Figure 1: RNP isolation and the enrichment of specific RNPs associated with the 5' UTR of PCEgag by RNase H cleavage. Workflow showing the steps to isolate a selected ribonucleoprotein formed de novo in cells, its collection by oligonucleotide-guided RNaseH cleavage, and the downstream analysis of RNA and protein components. Summary of affinity chromatography using a high-affinity interaction between multimers for the MS2 RNA stem-loop and the MS2 coat protein-FLAG fusion protein to capture PCE RNA on FLAG beads. Please click here to view a larger version of this figure.
Figure 2: A PCEgag RNA containing 6 MS2 RNA binding sites was captured by an immobilized FLAG-tagged MS2 coat protein, and specific RNPs associated with the 5' UTR were released by oligonucleotide-directed RNase H cleavage. HEK293 cells were co-transfected with pAR200 (a plasmid containing the PCEgag and 6x MS2 loops in the HIV intron) and a plasmid expressing the FLAG epitope-tagged MS2 protein with a nuclear localization sequence (NLS). Cells were collected and the cytoplasm was isolated at 48 hr post-transfection. The cytoplasmic lysates were subjected to immunoprecipitation with either FLAG antibody or an IgG control. (A) The IP efficiency was determined by immunoblot using an anti-FLAG antibody. DHX9/RHA, a PCE binding protein, served as a positive control; PCE-containing RNA immunoprecipitated with the MS2 protein. Lanes 1-3: Input proteins used for IP. Lanes 4-5: FLAG IP of FLAG MS2 overexpressed lysate and HEK293 cytoplasmic cell lysate. Lane 6: IgG IP of FLAG MS2 overexpressed lysate. Lanes 7-9: Flow-through of the IPs. (B) 5' UTR-bound RNPs were enriched by RNase H cleavage. Lanes 1-3: Eluates of the 5' UTR-bound protein by RNase H. Lanes 4-6: proteins bound to antibody-conjugated beads. (C) Reverse transcriptase PCR and real-time quantitative PCR of specific RNA bound to different fractions of RNPs. Please click here to view a larger version of this figure.

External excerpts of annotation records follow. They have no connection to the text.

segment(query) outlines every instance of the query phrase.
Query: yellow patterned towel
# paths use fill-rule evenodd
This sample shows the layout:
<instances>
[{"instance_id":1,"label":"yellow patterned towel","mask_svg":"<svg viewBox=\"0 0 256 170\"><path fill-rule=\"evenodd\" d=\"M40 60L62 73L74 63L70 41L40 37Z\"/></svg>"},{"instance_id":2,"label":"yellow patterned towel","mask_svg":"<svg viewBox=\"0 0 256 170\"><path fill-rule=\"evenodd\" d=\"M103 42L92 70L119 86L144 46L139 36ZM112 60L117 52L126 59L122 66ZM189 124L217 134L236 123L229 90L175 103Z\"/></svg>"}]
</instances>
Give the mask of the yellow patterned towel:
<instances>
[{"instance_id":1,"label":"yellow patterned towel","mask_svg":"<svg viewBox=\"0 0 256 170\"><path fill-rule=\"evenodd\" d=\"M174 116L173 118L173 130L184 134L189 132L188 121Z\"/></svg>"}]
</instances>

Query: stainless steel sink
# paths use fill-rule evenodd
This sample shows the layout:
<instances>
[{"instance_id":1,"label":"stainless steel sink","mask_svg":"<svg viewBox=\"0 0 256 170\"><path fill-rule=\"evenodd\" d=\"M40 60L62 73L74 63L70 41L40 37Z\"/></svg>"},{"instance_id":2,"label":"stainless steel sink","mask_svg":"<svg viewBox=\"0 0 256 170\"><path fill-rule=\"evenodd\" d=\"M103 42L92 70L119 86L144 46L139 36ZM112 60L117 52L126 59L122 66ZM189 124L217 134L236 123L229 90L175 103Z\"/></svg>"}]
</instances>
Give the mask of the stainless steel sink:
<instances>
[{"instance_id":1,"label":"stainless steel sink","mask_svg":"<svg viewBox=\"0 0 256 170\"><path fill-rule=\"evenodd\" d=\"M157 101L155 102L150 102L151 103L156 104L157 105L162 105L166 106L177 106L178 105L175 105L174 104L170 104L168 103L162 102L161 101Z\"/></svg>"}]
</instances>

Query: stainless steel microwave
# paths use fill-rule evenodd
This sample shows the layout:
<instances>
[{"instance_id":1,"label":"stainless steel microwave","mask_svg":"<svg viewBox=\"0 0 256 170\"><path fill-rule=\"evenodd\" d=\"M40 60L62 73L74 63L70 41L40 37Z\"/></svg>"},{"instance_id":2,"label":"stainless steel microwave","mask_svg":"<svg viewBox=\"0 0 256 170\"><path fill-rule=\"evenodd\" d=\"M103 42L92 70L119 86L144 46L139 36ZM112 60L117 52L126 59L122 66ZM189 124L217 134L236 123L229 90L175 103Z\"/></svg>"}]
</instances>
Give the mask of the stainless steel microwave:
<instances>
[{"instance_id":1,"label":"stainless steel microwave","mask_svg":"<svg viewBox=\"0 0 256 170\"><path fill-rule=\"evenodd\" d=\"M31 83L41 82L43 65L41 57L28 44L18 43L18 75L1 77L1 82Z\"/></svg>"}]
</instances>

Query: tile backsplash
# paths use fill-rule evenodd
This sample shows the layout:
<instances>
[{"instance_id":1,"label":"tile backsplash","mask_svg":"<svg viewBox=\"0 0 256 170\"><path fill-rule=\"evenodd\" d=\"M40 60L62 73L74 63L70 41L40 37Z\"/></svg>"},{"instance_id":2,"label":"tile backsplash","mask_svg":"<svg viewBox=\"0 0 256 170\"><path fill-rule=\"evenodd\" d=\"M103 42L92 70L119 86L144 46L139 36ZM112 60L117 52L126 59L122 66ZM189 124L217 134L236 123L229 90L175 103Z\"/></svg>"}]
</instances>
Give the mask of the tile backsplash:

The RNP isolation and cognate RNA identification strategy described here is a selective means of investigating a specific RNA-protein interaction and of discovering candidate proteins co-regulating a specific RNP in cells.
The advantage of using oligonucleotide-directed RNase H cleavage to isolate RNPs is the ability to capture and specifically analyze the RNP cis-acting RNA element over heterogeneous RNPs bound downstream to the cis-acting RNA element of interest. Because the abundance of a cognate RNA in a given RNP is a minor fraction of the collected RNPs isolated without RNase H cleavage, the major disadvantage to this workflow is the scarcity of the cognate RNP. In our experience, this limitation necessitated 5- to 10-fold more starting material than conventional RNA IP for detection in sensitive immunoblot and proteomics analyses. Another advantage provided by immobilizing the RNP is the convenience of repeating the RNase H treatment and collecting additional eluate. In our experience, 2-4 rounds of RNase H treatment were advisable to collect additional eluate.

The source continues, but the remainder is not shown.